Ma, forse, siamo invano borbottati dispiacere, e per il bene di un pianeta ecologicamente pulito vale la pena stringere la cinghia ed essere pazienti? Forse così. O forse no. Il fatto che il "mondo verde" sia solo un conveniente pretesto per la ridistribuzione globale dell'economia mondiale è evidenziato da una sfumatura importante. Se stessimo parlando di trovare un vero equilibrio tra le emissioni nocive e il risarcimento dei danni causati alla natura per loro, allora va tenuto presente che le emissioni di CO2 tendono ad essere assorbite dalle foreste. Il nostro Paese è uno dei leader in termini di copertura forestale, giustamente considerato il “polmone del pianeta”. Sì, l'industria russa dà il suo modesto contributo al riscaldamento del salvadanaio, ma le foreste assorbono queste emissioni e purificano l'atmosfera.
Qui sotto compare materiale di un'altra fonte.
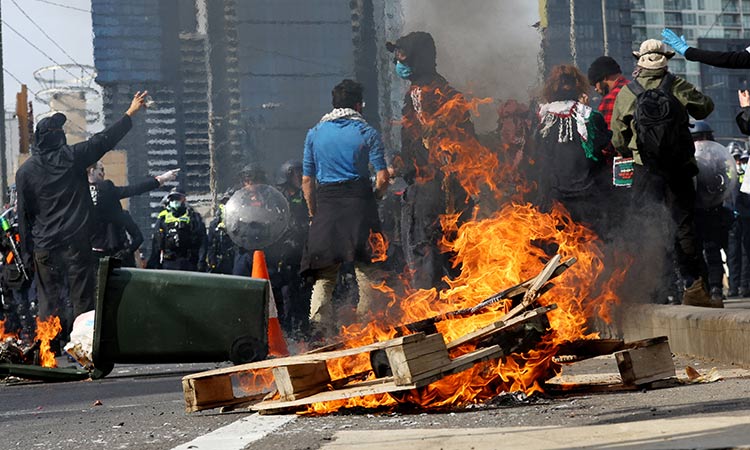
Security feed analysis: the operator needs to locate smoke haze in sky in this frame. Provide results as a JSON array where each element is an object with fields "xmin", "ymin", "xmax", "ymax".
[{"xmin": 403, "ymin": 0, "xmax": 541, "ymax": 131}]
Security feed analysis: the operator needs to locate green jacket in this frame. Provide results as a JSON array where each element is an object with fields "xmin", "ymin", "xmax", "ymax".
[{"xmin": 610, "ymin": 69, "xmax": 714, "ymax": 165}]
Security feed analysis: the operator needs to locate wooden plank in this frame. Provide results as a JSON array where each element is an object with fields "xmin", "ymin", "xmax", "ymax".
[
  {"xmin": 615, "ymin": 341, "xmax": 675, "ymax": 385},
  {"xmin": 272, "ymin": 361, "xmax": 331, "ymax": 400},
  {"xmin": 447, "ymin": 303, "xmax": 557, "ymax": 350},
  {"xmin": 251, "ymin": 346, "xmax": 502, "ymax": 413},
  {"xmin": 182, "ymin": 377, "xmax": 235, "ymax": 412},
  {"xmin": 385, "ymin": 333, "xmax": 451, "ymax": 385},
  {"xmin": 183, "ymin": 333, "xmax": 425, "ymax": 380}
]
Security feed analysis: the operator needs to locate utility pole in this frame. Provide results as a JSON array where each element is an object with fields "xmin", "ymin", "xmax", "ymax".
[
  {"xmin": 570, "ymin": 0, "xmax": 578, "ymax": 66},
  {"xmin": 0, "ymin": 0, "xmax": 8, "ymax": 205},
  {"xmin": 602, "ymin": 0, "xmax": 609, "ymax": 56}
]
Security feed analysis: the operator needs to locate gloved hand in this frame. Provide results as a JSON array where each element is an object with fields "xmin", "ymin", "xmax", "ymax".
[
  {"xmin": 155, "ymin": 169, "xmax": 180, "ymax": 186},
  {"xmin": 661, "ymin": 28, "xmax": 690, "ymax": 56}
]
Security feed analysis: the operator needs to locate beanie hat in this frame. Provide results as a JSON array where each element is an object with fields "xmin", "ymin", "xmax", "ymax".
[{"xmin": 588, "ymin": 56, "xmax": 622, "ymax": 86}]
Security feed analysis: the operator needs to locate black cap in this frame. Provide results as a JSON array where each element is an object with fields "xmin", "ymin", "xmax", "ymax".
[{"xmin": 588, "ymin": 56, "xmax": 622, "ymax": 86}]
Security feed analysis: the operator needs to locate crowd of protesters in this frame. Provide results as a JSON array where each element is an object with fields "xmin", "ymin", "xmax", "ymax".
[{"xmin": 7, "ymin": 30, "xmax": 750, "ymax": 348}]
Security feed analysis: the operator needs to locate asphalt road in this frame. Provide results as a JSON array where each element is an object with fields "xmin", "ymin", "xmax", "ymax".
[{"xmin": 0, "ymin": 358, "xmax": 750, "ymax": 450}]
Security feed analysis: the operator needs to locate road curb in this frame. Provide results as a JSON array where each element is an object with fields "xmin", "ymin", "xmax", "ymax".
[{"xmin": 598, "ymin": 305, "xmax": 750, "ymax": 365}]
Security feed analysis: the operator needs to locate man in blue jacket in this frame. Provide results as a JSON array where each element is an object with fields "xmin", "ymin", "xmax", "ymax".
[{"xmin": 301, "ymin": 80, "xmax": 388, "ymax": 336}]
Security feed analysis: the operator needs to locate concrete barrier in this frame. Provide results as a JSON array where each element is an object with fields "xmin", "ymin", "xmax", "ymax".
[{"xmin": 600, "ymin": 305, "xmax": 750, "ymax": 365}]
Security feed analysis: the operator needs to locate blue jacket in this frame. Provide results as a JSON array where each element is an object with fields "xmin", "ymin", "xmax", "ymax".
[{"xmin": 302, "ymin": 119, "xmax": 386, "ymax": 184}]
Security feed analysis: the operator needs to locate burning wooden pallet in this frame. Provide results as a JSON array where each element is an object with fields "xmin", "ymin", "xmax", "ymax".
[{"xmin": 182, "ymin": 256, "xmax": 575, "ymax": 413}]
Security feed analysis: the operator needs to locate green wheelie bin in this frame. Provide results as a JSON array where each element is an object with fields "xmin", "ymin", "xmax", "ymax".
[{"xmin": 92, "ymin": 258, "xmax": 270, "ymax": 378}]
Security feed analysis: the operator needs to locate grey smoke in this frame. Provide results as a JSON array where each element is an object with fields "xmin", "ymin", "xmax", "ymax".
[{"xmin": 402, "ymin": 0, "xmax": 541, "ymax": 132}]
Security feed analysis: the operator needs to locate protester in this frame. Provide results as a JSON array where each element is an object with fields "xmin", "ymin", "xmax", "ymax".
[
  {"xmin": 611, "ymin": 39, "xmax": 714, "ymax": 306},
  {"xmin": 88, "ymin": 161, "xmax": 179, "ymax": 267},
  {"xmin": 301, "ymin": 80, "xmax": 389, "ymax": 337},
  {"xmin": 386, "ymin": 31, "xmax": 474, "ymax": 289},
  {"xmin": 588, "ymin": 56, "xmax": 628, "ymax": 128},
  {"xmin": 691, "ymin": 120, "xmax": 733, "ymax": 308},
  {"xmin": 727, "ymin": 142, "xmax": 750, "ymax": 298},
  {"xmin": 206, "ymin": 189, "xmax": 236, "ymax": 274},
  {"xmin": 16, "ymin": 92, "xmax": 148, "ymax": 326},
  {"xmin": 661, "ymin": 28, "xmax": 750, "ymax": 69},
  {"xmin": 148, "ymin": 189, "xmax": 206, "ymax": 272},
  {"xmin": 534, "ymin": 65, "xmax": 612, "ymax": 231}
]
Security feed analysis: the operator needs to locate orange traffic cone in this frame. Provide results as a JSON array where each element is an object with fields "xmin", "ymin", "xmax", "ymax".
[{"xmin": 252, "ymin": 250, "xmax": 289, "ymax": 356}]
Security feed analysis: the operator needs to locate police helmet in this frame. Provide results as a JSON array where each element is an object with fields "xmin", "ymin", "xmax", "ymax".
[
  {"xmin": 690, "ymin": 120, "xmax": 714, "ymax": 141},
  {"xmin": 727, "ymin": 141, "xmax": 743, "ymax": 160},
  {"xmin": 240, "ymin": 163, "xmax": 266, "ymax": 184},
  {"xmin": 276, "ymin": 159, "xmax": 302, "ymax": 184}
]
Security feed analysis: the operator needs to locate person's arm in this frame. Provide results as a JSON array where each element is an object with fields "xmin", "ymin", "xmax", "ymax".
[
  {"xmin": 71, "ymin": 91, "xmax": 148, "ymax": 168},
  {"xmin": 302, "ymin": 129, "xmax": 317, "ymax": 217},
  {"xmin": 16, "ymin": 179, "xmax": 34, "ymax": 268},
  {"xmin": 610, "ymin": 87, "xmax": 635, "ymax": 156},
  {"xmin": 366, "ymin": 127, "xmax": 390, "ymax": 198},
  {"xmin": 672, "ymin": 77, "xmax": 714, "ymax": 120},
  {"xmin": 589, "ymin": 111, "xmax": 612, "ymax": 160}
]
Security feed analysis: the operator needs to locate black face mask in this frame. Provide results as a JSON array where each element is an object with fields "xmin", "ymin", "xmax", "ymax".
[{"xmin": 599, "ymin": 81, "xmax": 609, "ymax": 97}]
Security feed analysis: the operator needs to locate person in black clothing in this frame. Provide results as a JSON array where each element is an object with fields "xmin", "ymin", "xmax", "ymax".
[
  {"xmin": 206, "ymin": 189, "xmax": 236, "ymax": 275},
  {"xmin": 386, "ymin": 31, "xmax": 476, "ymax": 289},
  {"xmin": 88, "ymin": 161, "xmax": 179, "ymax": 267},
  {"xmin": 16, "ymin": 91, "xmax": 148, "ymax": 320},
  {"xmin": 266, "ymin": 160, "xmax": 312, "ymax": 334},
  {"xmin": 148, "ymin": 189, "xmax": 207, "ymax": 272}
]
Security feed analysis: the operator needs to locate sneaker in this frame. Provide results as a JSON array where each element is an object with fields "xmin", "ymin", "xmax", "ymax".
[
  {"xmin": 711, "ymin": 287, "xmax": 724, "ymax": 308},
  {"xmin": 682, "ymin": 278, "xmax": 712, "ymax": 308}
]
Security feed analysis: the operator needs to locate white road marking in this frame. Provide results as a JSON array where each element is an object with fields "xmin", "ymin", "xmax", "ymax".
[{"xmin": 172, "ymin": 413, "xmax": 296, "ymax": 450}]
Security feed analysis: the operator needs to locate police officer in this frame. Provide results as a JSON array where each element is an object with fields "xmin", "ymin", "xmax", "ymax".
[
  {"xmin": 691, "ymin": 120, "xmax": 733, "ymax": 308},
  {"xmin": 267, "ymin": 160, "xmax": 312, "ymax": 334},
  {"xmin": 727, "ymin": 142, "xmax": 750, "ymax": 297},
  {"xmin": 148, "ymin": 189, "xmax": 206, "ymax": 271},
  {"xmin": 207, "ymin": 189, "xmax": 236, "ymax": 275}
]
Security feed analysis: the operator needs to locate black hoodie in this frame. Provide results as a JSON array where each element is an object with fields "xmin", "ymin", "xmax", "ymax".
[
  {"xmin": 389, "ymin": 31, "xmax": 474, "ymax": 184},
  {"xmin": 16, "ymin": 113, "xmax": 132, "ymax": 258}
]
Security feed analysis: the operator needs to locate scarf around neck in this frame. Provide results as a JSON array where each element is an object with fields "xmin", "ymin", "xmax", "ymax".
[
  {"xmin": 539, "ymin": 100, "xmax": 598, "ymax": 161},
  {"xmin": 320, "ymin": 108, "xmax": 367, "ymax": 123}
]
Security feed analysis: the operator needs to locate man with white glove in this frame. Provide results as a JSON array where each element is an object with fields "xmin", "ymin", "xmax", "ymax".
[{"xmin": 88, "ymin": 161, "xmax": 180, "ymax": 265}]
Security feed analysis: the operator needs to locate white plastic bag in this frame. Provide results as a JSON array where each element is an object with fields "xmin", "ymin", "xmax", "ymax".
[{"xmin": 65, "ymin": 310, "xmax": 95, "ymax": 370}]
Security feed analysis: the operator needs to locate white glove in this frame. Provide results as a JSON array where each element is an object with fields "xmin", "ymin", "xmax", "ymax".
[{"xmin": 155, "ymin": 169, "xmax": 180, "ymax": 186}]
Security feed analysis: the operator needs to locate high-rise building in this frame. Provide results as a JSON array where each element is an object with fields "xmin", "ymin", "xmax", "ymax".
[
  {"xmin": 91, "ymin": 0, "xmax": 390, "ymax": 253},
  {"xmin": 631, "ymin": 0, "xmax": 750, "ymax": 139}
]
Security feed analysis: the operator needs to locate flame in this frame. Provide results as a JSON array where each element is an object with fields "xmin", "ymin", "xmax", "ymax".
[
  {"xmin": 0, "ymin": 320, "xmax": 18, "ymax": 341},
  {"xmin": 34, "ymin": 316, "xmax": 62, "ymax": 367},
  {"xmin": 296, "ymin": 95, "xmax": 631, "ymax": 414},
  {"xmin": 367, "ymin": 230, "xmax": 388, "ymax": 263}
]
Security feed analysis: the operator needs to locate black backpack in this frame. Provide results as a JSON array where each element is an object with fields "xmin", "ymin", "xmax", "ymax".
[{"xmin": 628, "ymin": 73, "xmax": 697, "ymax": 176}]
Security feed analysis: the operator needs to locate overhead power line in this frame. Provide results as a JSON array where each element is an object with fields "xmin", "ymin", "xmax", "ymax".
[
  {"xmin": 3, "ymin": 67, "xmax": 91, "ymax": 136},
  {"xmin": 10, "ymin": 0, "xmax": 95, "ymax": 76},
  {"xmin": 36, "ymin": 0, "xmax": 91, "ymax": 14},
  {"xmin": 2, "ymin": 20, "xmax": 79, "ymax": 78}
]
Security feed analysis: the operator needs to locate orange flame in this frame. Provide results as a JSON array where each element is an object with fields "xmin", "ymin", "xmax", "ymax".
[
  {"xmin": 298, "ymin": 91, "xmax": 630, "ymax": 414},
  {"xmin": 367, "ymin": 230, "xmax": 388, "ymax": 263},
  {"xmin": 34, "ymin": 316, "xmax": 62, "ymax": 367},
  {"xmin": 0, "ymin": 320, "xmax": 18, "ymax": 341}
]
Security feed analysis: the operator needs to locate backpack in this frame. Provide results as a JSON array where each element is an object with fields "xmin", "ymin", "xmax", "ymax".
[{"xmin": 628, "ymin": 73, "xmax": 698, "ymax": 176}]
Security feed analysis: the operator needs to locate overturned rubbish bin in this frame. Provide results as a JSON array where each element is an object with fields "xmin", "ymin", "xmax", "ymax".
[{"xmin": 92, "ymin": 258, "xmax": 270, "ymax": 378}]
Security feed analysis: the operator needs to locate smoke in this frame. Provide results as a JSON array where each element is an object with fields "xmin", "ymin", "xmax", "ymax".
[{"xmin": 402, "ymin": 0, "xmax": 541, "ymax": 132}]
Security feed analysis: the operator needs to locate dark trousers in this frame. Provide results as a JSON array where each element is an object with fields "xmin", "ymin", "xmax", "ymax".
[
  {"xmin": 161, "ymin": 258, "xmax": 198, "ymax": 272},
  {"xmin": 632, "ymin": 164, "xmax": 707, "ymax": 283},
  {"xmin": 727, "ymin": 217, "xmax": 750, "ymax": 294},
  {"xmin": 695, "ymin": 206, "xmax": 731, "ymax": 289},
  {"xmin": 401, "ymin": 180, "xmax": 452, "ymax": 289},
  {"xmin": 34, "ymin": 237, "xmax": 96, "ymax": 320}
]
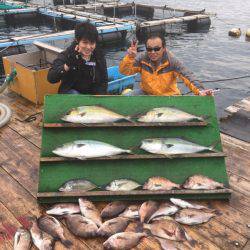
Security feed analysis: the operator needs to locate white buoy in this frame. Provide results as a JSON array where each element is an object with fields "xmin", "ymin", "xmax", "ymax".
[
  {"xmin": 246, "ymin": 29, "xmax": 250, "ymax": 38},
  {"xmin": 228, "ymin": 28, "xmax": 241, "ymax": 37}
]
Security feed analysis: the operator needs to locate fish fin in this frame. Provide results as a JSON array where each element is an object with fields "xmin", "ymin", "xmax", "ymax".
[
  {"xmin": 185, "ymin": 232, "xmax": 197, "ymax": 248},
  {"xmin": 61, "ymin": 240, "xmax": 73, "ymax": 248},
  {"xmin": 208, "ymin": 140, "xmax": 221, "ymax": 152}
]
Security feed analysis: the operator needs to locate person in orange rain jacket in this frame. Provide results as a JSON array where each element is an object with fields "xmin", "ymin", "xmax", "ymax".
[{"xmin": 119, "ymin": 35, "xmax": 213, "ymax": 96}]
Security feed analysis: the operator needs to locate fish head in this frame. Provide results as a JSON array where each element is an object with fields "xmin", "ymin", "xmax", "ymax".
[
  {"xmin": 52, "ymin": 143, "xmax": 75, "ymax": 157},
  {"xmin": 140, "ymin": 139, "xmax": 162, "ymax": 152}
]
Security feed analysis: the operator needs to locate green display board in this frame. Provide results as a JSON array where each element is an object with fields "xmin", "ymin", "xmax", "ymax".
[{"xmin": 38, "ymin": 95, "xmax": 230, "ymax": 202}]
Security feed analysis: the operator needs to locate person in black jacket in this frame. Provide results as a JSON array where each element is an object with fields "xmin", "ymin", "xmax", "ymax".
[{"xmin": 47, "ymin": 23, "xmax": 108, "ymax": 95}]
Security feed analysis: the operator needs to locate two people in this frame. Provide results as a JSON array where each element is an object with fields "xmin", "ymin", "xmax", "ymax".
[{"xmin": 48, "ymin": 23, "xmax": 212, "ymax": 96}]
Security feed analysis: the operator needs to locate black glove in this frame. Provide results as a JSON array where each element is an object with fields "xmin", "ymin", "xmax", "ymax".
[{"xmin": 65, "ymin": 51, "xmax": 85, "ymax": 70}]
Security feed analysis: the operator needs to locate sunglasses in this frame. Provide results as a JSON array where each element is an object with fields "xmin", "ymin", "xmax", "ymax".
[{"xmin": 146, "ymin": 47, "xmax": 162, "ymax": 52}]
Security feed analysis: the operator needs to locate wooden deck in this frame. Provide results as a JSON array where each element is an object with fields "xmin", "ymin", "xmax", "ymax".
[{"xmin": 0, "ymin": 92, "xmax": 250, "ymax": 250}]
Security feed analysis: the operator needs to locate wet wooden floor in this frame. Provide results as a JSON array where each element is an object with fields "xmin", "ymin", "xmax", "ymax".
[{"xmin": 0, "ymin": 92, "xmax": 250, "ymax": 250}]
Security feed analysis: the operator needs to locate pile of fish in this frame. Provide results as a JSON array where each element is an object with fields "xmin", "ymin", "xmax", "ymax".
[
  {"xmin": 61, "ymin": 105, "xmax": 204, "ymax": 124},
  {"xmin": 59, "ymin": 175, "xmax": 224, "ymax": 192},
  {"xmin": 52, "ymin": 138, "xmax": 217, "ymax": 160},
  {"xmin": 14, "ymin": 198, "xmax": 221, "ymax": 250}
]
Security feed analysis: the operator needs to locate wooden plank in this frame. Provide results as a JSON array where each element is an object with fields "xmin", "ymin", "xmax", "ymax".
[
  {"xmin": 37, "ymin": 188, "xmax": 231, "ymax": 198},
  {"xmin": 0, "ymin": 127, "xmax": 102, "ymax": 250},
  {"xmin": 40, "ymin": 152, "xmax": 225, "ymax": 162},
  {"xmin": 0, "ymin": 168, "xmax": 94, "ymax": 250},
  {"xmin": 192, "ymin": 217, "xmax": 247, "ymax": 250},
  {"xmin": 43, "ymin": 122, "xmax": 207, "ymax": 128},
  {"xmin": 221, "ymin": 134, "xmax": 250, "ymax": 181},
  {"xmin": 140, "ymin": 14, "xmax": 209, "ymax": 28}
]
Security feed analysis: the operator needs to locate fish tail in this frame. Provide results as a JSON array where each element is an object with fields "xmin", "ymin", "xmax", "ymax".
[
  {"xmin": 124, "ymin": 116, "xmax": 135, "ymax": 123},
  {"xmin": 208, "ymin": 140, "xmax": 221, "ymax": 152},
  {"xmin": 61, "ymin": 239, "xmax": 73, "ymax": 248}
]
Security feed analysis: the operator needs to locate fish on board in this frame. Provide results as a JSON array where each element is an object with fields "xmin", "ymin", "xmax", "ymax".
[
  {"xmin": 14, "ymin": 228, "xmax": 31, "ymax": 250},
  {"xmin": 97, "ymin": 217, "xmax": 130, "ymax": 237},
  {"xmin": 182, "ymin": 175, "xmax": 224, "ymax": 190},
  {"xmin": 46, "ymin": 203, "xmax": 81, "ymax": 215},
  {"xmin": 78, "ymin": 198, "xmax": 102, "ymax": 227},
  {"xmin": 105, "ymin": 179, "xmax": 141, "ymax": 191},
  {"xmin": 140, "ymin": 138, "xmax": 217, "ymax": 156},
  {"xmin": 119, "ymin": 205, "xmax": 140, "ymax": 219},
  {"xmin": 52, "ymin": 140, "xmax": 131, "ymax": 160},
  {"xmin": 63, "ymin": 214, "xmax": 98, "ymax": 238},
  {"xmin": 139, "ymin": 201, "xmax": 159, "ymax": 223},
  {"xmin": 101, "ymin": 201, "xmax": 128, "ymax": 218},
  {"xmin": 103, "ymin": 232, "xmax": 147, "ymax": 250},
  {"xmin": 143, "ymin": 217, "xmax": 194, "ymax": 245},
  {"xmin": 29, "ymin": 217, "xmax": 55, "ymax": 250},
  {"xmin": 61, "ymin": 105, "xmax": 131, "ymax": 124},
  {"xmin": 138, "ymin": 107, "xmax": 204, "ymax": 123},
  {"xmin": 175, "ymin": 208, "xmax": 216, "ymax": 225},
  {"xmin": 170, "ymin": 198, "xmax": 210, "ymax": 210},
  {"xmin": 59, "ymin": 179, "xmax": 97, "ymax": 192},
  {"xmin": 148, "ymin": 202, "xmax": 179, "ymax": 222},
  {"xmin": 143, "ymin": 176, "xmax": 180, "ymax": 191},
  {"xmin": 38, "ymin": 215, "xmax": 72, "ymax": 248}
]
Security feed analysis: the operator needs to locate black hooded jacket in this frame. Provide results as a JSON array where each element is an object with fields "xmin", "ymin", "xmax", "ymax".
[{"xmin": 48, "ymin": 42, "xmax": 108, "ymax": 95}]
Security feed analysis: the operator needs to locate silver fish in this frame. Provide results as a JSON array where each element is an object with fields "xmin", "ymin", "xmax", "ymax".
[
  {"xmin": 52, "ymin": 140, "xmax": 131, "ymax": 160},
  {"xmin": 139, "ymin": 201, "xmax": 159, "ymax": 223},
  {"xmin": 101, "ymin": 201, "xmax": 128, "ymax": 218},
  {"xmin": 148, "ymin": 202, "xmax": 179, "ymax": 222},
  {"xmin": 61, "ymin": 106, "xmax": 131, "ymax": 124},
  {"xmin": 170, "ymin": 198, "xmax": 209, "ymax": 210},
  {"xmin": 38, "ymin": 215, "xmax": 72, "ymax": 248},
  {"xmin": 182, "ymin": 175, "xmax": 224, "ymax": 190},
  {"xmin": 105, "ymin": 179, "xmax": 141, "ymax": 191},
  {"xmin": 78, "ymin": 198, "xmax": 102, "ymax": 227},
  {"xmin": 46, "ymin": 203, "xmax": 81, "ymax": 215},
  {"xmin": 138, "ymin": 107, "xmax": 204, "ymax": 122},
  {"xmin": 175, "ymin": 208, "xmax": 216, "ymax": 225},
  {"xmin": 64, "ymin": 214, "xmax": 98, "ymax": 238},
  {"xmin": 103, "ymin": 232, "xmax": 147, "ymax": 250},
  {"xmin": 30, "ymin": 217, "xmax": 54, "ymax": 250},
  {"xmin": 119, "ymin": 205, "xmax": 139, "ymax": 219},
  {"xmin": 14, "ymin": 228, "xmax": 31, "ymax": 250},
  {"xmin": 143, "ymin": 217, "xmax": 193, "ymax": 245},
  {"xmin": 143, "ymin": 176, "xmax": 180, "ymax": 190},
  {"xmin": 140, "ymin": 138, "xmax": 217, "ymax": 155},
  {"xmin": 97, "ymin": 217, "xmax": 129, "ymax": 237},
  {"xmin": 59, "ymin": 179, "xmax": 97, "ymax": 192}
]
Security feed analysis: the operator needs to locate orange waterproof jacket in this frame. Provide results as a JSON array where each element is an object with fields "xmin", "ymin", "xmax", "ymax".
[{"xmin": 119, "ymin": 49, "xmax": 203, "ymax": 96}]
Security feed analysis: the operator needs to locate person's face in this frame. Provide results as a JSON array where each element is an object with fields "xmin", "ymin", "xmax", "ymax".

Se tutto fosse giusto e puramente per il bene dell'ambiente, i funzionari dell'UE terrebbero in considerazione questo fattore nel calcolare la metodologia della "tassa sul carbonio", ma semplicemente lo ignorano con pretesti inverosimili. Forse perché nell'UE l'area forestale è relativamente piccola e non può competere con quella russa.
La "morsa del carbonio" inizierà gradualmente a schiacciare l'economia interna orientata all'esportazione di materie prime in soli due anni. E cosa ci resta da fare?
Sono rimaste solo tre opzioni. Per il periodo di transizione, utilizzare il meccanismo di riscatto reciproco delle quote di emissioni di CO2, che “sulla carta” rendono i prodotti climaticamente neutri. Avviare un programma per la reindustrializzazione globale dell'economia russa e l'introduzione di fonti energetiche "verdi" nella produzione dei prodotti al fine di diversificarli e ridurre la dipendenza dall'esportazione di materie prime di idrocarburi. Attraverso i negoziati, chiedi ai funzionari europei di prendere in considerazione il "fattore foresta" nel determinare il carico fiscale. Quindi, se il volume delle emissioni viene superato, i produttori nazionali saranno in grado di compensarle piantando nuove foreste e ripristinando le foreste bruciate. Questa sarebbe una grande benedizione per la nostra taiga a lungo sofferente.